My Labor Day (vent post)
As we all know, I’m pretty much an optimistic gal. I always look on the bright side, see the glass half full, see that my good days outweigh my bad days and all that good stuff. But I can honestly say that THIS Labor Day had to be the WORSE Labor Day I have had…in my life.
My day began with my aunt calling me, asking me to pay her cell phone bill online because she wasn’t aware that although her bill was due on Labor Day, the day is considered a holiday and not a business day so she technically had an extra day to pay. Eventually, that was settled. Then, my sister and best friend (who happen to be boyfriend and girlfriend, we’ve discussed them once before) decided to deal with their relationship issues yesterday. Guess who the mediator is? Well, before they actually met up I told my sister his side of the story. Just to give you the short version, he’s upset because she doesn’t have any time for him, she’s upset because he talks to HER mom about their relationship. Both are valid arguments right? The problem is that Jeff isn’t aware that Tashia and her mom don’t really have a good relationship (that’s another story). So I got to witness my sister/Tashia go off yesterday and when I say go off, she was yelling and screaming and cursing and throwing stuff. It was pretty bad and I felt so bad for her.
And eventually, even those crashing waves calmed and settled. At this time it’s just after noon on Labor Day. So my sister and I get dressed and ready to go out and on with our day and then my mom calls from Japan. I’m a little confused because it’s 1:00pm here and my mom is calling; it’s 2:00am in Japan. Turns out, my grandmother passed away…on Labor Day…yesterday. So now I’m devistated, confused, upset, hurting and all of the above. I’m in VA, my grandmother who’s no longer with us is in MD and my parents are in Japan. I spent my whole Labor Day crying.
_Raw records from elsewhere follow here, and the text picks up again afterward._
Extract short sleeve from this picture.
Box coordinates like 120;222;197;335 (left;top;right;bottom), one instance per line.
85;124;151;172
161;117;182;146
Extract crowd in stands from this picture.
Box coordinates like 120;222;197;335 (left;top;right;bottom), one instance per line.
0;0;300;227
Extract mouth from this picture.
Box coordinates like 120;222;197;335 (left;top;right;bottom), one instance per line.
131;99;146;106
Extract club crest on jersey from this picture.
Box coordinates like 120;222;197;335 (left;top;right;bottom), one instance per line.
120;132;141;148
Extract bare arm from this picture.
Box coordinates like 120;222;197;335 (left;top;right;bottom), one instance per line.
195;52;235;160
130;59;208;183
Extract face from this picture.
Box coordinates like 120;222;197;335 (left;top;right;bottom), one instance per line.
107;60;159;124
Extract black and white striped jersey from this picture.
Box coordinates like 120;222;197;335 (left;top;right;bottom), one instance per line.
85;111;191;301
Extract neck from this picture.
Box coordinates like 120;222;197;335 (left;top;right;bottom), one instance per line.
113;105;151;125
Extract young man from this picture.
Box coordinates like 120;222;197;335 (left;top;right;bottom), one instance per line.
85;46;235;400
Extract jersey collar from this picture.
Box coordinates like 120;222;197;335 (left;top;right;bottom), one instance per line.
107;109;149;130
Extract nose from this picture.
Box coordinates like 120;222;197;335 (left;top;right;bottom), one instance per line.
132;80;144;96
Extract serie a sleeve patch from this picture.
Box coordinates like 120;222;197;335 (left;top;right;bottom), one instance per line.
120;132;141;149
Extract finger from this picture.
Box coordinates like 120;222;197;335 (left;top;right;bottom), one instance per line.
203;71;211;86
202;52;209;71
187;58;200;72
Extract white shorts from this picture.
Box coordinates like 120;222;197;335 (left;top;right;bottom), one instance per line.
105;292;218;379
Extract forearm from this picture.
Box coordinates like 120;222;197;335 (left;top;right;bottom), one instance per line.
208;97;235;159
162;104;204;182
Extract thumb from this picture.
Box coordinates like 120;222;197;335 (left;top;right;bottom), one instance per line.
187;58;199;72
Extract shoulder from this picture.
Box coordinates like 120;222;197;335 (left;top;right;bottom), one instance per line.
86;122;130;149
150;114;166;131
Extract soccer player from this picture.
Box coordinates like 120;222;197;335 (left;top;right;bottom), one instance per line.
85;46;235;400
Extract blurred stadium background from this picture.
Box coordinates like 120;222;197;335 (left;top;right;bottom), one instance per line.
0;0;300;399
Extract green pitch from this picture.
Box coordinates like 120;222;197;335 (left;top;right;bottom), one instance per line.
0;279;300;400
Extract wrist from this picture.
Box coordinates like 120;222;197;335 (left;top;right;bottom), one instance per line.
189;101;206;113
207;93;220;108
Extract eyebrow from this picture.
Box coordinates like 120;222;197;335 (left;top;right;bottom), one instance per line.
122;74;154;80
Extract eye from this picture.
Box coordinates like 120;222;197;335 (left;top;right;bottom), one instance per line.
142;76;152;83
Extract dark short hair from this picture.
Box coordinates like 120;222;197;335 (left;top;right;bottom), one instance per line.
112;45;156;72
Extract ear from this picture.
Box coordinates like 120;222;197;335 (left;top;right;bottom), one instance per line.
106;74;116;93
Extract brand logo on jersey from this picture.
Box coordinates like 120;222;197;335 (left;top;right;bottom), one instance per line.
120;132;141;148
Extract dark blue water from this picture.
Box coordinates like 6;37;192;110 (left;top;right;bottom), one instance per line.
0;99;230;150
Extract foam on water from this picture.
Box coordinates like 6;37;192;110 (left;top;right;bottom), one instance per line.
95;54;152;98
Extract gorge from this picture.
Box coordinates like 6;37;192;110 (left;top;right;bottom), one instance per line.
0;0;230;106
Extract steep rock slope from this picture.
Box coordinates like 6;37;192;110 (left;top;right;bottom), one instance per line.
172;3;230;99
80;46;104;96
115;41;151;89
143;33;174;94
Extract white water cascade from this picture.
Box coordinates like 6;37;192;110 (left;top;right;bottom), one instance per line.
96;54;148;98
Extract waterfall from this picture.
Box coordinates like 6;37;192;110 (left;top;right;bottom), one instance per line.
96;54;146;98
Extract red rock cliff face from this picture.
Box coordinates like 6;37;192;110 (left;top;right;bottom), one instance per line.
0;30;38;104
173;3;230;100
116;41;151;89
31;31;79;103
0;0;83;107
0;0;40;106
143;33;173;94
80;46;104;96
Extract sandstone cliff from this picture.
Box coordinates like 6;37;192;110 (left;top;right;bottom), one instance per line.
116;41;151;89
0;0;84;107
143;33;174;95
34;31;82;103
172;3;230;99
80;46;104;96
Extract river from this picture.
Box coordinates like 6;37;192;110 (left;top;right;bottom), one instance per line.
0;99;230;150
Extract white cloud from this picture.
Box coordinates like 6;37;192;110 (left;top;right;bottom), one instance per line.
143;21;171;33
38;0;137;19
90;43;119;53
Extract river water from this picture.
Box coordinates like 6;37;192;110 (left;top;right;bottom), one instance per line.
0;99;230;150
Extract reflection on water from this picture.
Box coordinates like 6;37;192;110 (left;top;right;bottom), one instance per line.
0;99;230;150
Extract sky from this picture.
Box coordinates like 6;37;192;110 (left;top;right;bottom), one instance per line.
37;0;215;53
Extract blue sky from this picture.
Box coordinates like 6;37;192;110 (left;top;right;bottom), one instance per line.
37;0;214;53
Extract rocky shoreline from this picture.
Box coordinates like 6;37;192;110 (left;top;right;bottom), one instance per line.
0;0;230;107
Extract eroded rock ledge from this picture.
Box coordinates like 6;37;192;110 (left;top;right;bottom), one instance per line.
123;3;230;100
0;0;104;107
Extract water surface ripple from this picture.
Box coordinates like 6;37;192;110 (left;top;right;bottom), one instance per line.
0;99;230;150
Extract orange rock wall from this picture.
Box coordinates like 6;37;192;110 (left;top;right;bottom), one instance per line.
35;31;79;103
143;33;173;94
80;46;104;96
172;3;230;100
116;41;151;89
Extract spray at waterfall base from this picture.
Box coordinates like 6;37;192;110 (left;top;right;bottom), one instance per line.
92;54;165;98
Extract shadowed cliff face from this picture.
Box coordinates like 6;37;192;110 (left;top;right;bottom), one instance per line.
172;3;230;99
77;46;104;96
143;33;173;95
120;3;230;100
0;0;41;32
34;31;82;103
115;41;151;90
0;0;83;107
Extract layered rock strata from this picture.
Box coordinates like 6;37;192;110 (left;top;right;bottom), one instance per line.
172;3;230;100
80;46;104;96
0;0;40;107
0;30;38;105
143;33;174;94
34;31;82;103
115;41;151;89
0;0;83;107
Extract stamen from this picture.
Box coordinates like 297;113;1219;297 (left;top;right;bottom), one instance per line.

I stayed with my sister, bestfriend, cousin and baby cousin all day then I had to drive back to school which is only an hour drive and yes, I cried while I was driving. I’m just glad I got home/back to school safely.
Of course I’m still hurting, I was just with my grandmother a week ago and I told her I’d be back. But there is a time for everything and I guess it was just her time. RIP Gramma Joyce. I love you.